A few years ago, I was helping build a healthcare system that needed to handle everything from patient records to real-time vitals coming from wearable devices.
At first, the team had one big question:
“Should we use SQL or NoSQL?”
Like many architecture debates, it started with strong opinions, whiteboard arguments, and at least one developer insisting that “MongoDB can do anything.” (We all have that person…)
But the truth revealed itself when we mapped the actual problem.
The Moment It Became Clear
We had two very different types of data flowing into the platform:
✅ 1. Highly structured clinical data
Patients, encounters, diagnoses, medications, lab results — the usual healthcare stack.
This data had strict rules, relationships, and compliance requirements like:
- ACID transactions
- Audit trails
- Referential integrity
- Traceability of edits and versions
- FHIR resource consistency
- HIPAA compliance
Breaking consistency in medical data isn’t just “a bug.”
It can literally impact patient safety.
This pushed us firmly toward SQL — PostgreSQL, specifically — because it gives:
- clean schemas,
- rigid constraints,
- joins that actually make sense,
- and the confidence that a patient won’t “accidentally” lose a medication record during a race condition.
✅ 2. Unpredictable, high-volume data
Meanwhile, the wearable devices were sending waves of semi-structured data:
- heart rate every second
- steps
- sleep cycles
- oxygen saturation
- battery status
- alerts
- user-generated notes
The format could change tomorrow because a device manufacturer pushed an update.
And the volume? Imagine thousands of patients wearing devices 24/7.
This was a perfect fit for NoSQL:
- flexible schemas (no migrations at 2 AM)
- horizontal scaling
- fast writes
- ability to store variable structures
MongoDB ended up handling these streams beautifully.
The FHIR Realization
Here’s a fun fact that many teams discover late:
FHIR (Fast Healthcare Interoperability Resources) doesn’t tell you which database to use.
But FHIR does define strict shapes for core entities, such as:
- Patient
- Observation
- Encounter
- Medication
- AllergyIntolerance
- Practitioner
- Coverage
These are inherently relational.
They have references, chains, and constraints that map naturally to relational databases.
FHIR servers in the real world (HAPI FHIR, Microsoft OSS, IBM) mostly use SQL internally because:
- you need version history
- you need audit trails
- you need consistency
- you need referential integrity
If a relationship between Patient → Observation breaks, a doctor sees incorrect clinical data.
That is… not ideal.
Where NoSQL Still Shines in a FHIR System
Even with a SQL backbone, NoSQL isn’t out of the picture.
We used NoSQL for:
- caching frequent FHIR bundles
- storing large telemetry from wearables
- storing semi-structured clinical notes
- fast document retrieval
- chat messages in telemedicine
- queuing and event streaming
It became clear quickly:
👉 SQL protects your source of truth.
👉 NoSQL helps your system breathe under pressure.

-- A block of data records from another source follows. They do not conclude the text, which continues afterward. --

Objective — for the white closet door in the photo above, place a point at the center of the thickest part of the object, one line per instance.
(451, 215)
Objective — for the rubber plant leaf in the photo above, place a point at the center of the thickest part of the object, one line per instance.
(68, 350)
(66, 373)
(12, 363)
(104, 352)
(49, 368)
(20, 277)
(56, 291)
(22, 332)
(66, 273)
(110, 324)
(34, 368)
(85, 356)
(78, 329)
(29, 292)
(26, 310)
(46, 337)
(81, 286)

The Architecture That Finally Worked
At the end of our experiments, we landed on a hybrid structure:
🔥 SQL (PostgreSQL) for:
- patient master data
- encounters & admissions
- lab results
- insurance & claims
- FHIR resource storage
- audit logs
- system-of-record data
🔥 NoSQL (MongoDB + Redis) for:
- real-time device data
- logs & event streams
- semi-structured notes
- caching layers
- large payloads that don’t belong in relational tables
Over time, the system grew comfortably around this combination. SQL gave reliability. NoSQL gave speed and flexibility.

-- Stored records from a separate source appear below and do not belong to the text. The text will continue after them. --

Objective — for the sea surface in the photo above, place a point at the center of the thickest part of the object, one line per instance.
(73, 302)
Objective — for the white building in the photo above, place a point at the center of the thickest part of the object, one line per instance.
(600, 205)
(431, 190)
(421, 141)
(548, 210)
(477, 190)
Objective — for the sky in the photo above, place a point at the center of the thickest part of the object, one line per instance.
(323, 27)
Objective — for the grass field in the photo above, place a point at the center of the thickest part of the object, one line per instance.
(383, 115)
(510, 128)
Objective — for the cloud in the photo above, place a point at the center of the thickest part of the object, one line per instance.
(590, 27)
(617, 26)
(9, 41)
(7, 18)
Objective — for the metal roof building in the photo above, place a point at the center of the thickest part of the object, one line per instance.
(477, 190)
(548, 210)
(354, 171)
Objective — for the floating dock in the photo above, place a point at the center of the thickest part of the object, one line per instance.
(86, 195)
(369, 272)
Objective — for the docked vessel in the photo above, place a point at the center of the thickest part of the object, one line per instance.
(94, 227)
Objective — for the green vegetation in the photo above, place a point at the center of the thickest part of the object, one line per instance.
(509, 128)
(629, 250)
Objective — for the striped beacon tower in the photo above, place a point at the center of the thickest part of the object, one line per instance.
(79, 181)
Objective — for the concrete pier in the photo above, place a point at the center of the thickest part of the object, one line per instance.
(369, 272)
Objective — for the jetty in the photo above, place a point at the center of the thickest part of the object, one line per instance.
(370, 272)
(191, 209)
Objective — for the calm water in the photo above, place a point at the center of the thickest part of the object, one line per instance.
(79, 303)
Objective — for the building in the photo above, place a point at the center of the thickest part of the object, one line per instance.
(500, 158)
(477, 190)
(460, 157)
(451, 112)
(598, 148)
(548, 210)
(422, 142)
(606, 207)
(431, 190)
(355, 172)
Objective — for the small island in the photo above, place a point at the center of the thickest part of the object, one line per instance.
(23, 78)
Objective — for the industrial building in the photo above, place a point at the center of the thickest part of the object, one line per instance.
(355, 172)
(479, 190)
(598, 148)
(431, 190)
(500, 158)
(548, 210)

So When Should You Use Each?
✅ Use SQL when your data:
- is structured
- is relational
- must remain consistent
- requires transactions
- needs auditing
- maps to FHIR resources
- plays a role in compliance
✅ Use NoSQL when your data:
- changes shape frequently
- comes in high volume
- needs fast writes
- is semi-structured or unstructured
- doesn’t require strict relational constraints
Final Thought
Choosing between SQL and NoSQL isn’t a battle.
It’s a balancing act.
If you’re building healthcare software — especially anything involving FHIR — you’ll almost always end up using both, each playing to its strengths.
And trust me…
Your future self (and your future on-call phone) will be grateful you didn’t try to force all data into one box.